Sunday, September 3, 2017

Recently, there has been a focus on RIAs unintentionally obtaining custody of client assets. A few years ago, it became a popular practice of many RIAs to offer clients the ability to add a money movement feature to the client’s investment account. By completing and signing a Standing Letter of Authorization (SLOA), the client could authorize the adviser to perform money movement transfers such as an ACH, journal, and/or wire out of the client’s account on the clients’ behalf. In many instances, the SEC has deemed this to be custody because it provides the RIA access to the client’s funds and securities.

In an SEC no action letter on February 21, 2017, the SEC has provided guidance around SLOAs and custody.

For first-party transfers that involve checks, journals, or an ACH, the RIA can avoid being deemed to have custody by obtaining the clients signature each time a transfer is authorized. For a first-party wire transfer, the RIA can avoid being deemed to have custody, if prior to each transfer, you obtain the client’s signature as well as the destination account number.

When performing a third-party transfer, an RIA can avoid being deemed as having custody by following the 7 guidelines below which were provided by the SEC.

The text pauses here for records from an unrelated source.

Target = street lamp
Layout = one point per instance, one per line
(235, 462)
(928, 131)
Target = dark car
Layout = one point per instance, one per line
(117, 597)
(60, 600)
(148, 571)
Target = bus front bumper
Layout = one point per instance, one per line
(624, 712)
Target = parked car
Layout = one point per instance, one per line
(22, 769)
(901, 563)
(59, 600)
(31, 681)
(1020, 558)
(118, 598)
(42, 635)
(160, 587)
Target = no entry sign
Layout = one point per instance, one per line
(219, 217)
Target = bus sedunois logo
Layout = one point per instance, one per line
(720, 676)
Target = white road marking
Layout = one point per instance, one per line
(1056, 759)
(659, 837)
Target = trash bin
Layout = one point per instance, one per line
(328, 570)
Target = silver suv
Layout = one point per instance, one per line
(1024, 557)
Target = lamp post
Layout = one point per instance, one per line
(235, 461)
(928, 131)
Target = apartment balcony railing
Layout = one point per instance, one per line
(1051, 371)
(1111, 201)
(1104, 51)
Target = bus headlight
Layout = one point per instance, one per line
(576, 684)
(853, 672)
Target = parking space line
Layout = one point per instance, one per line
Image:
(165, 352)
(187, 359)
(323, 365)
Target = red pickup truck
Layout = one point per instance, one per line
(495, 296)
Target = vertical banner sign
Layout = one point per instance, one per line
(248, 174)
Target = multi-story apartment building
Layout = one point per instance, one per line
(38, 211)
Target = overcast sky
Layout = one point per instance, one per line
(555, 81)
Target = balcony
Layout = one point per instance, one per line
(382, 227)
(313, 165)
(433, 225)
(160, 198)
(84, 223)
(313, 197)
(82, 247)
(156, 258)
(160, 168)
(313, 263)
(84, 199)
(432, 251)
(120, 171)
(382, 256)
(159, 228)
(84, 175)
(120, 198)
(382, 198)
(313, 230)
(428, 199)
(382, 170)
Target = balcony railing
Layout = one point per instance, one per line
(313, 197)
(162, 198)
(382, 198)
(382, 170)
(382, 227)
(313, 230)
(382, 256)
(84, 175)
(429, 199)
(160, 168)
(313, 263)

  1. The client provides an instruction to the qualified custodian, in writing, that includes the client’s signature, the third party’s name, and either the third party’s address or the third party’s account number at a custodian to which the transfer should be directed.
  2. The client authorizes the investment adviser, in writing, either on the qualified custodian’s form or separately, to direct transfers to the third party either on a specified schedule or from time to time.
  3. The client’s qualified custodian performs appropriate verification of the instruction, such as a signature review or other method to verify the client’s authorization, and provides a transfer of funds notice to the client promptly after each transfer.
  4. The client has the ability to terminate or change the instruction to the client’s qualified custodian.
  5. The investment adviser has no authority or ability to designate or change the identity of the third party, the address, or any other information about the third party contained in the client’s instruction.
  6. The investment adviser maintains records showing that the third party is not a related party of the investment adviser or located at the same address as the investment adviser.
  7. The client’s qualified custodian sends the client, in writing, an initial notice confirming the instruction and an annual notice reconfirming the instruction.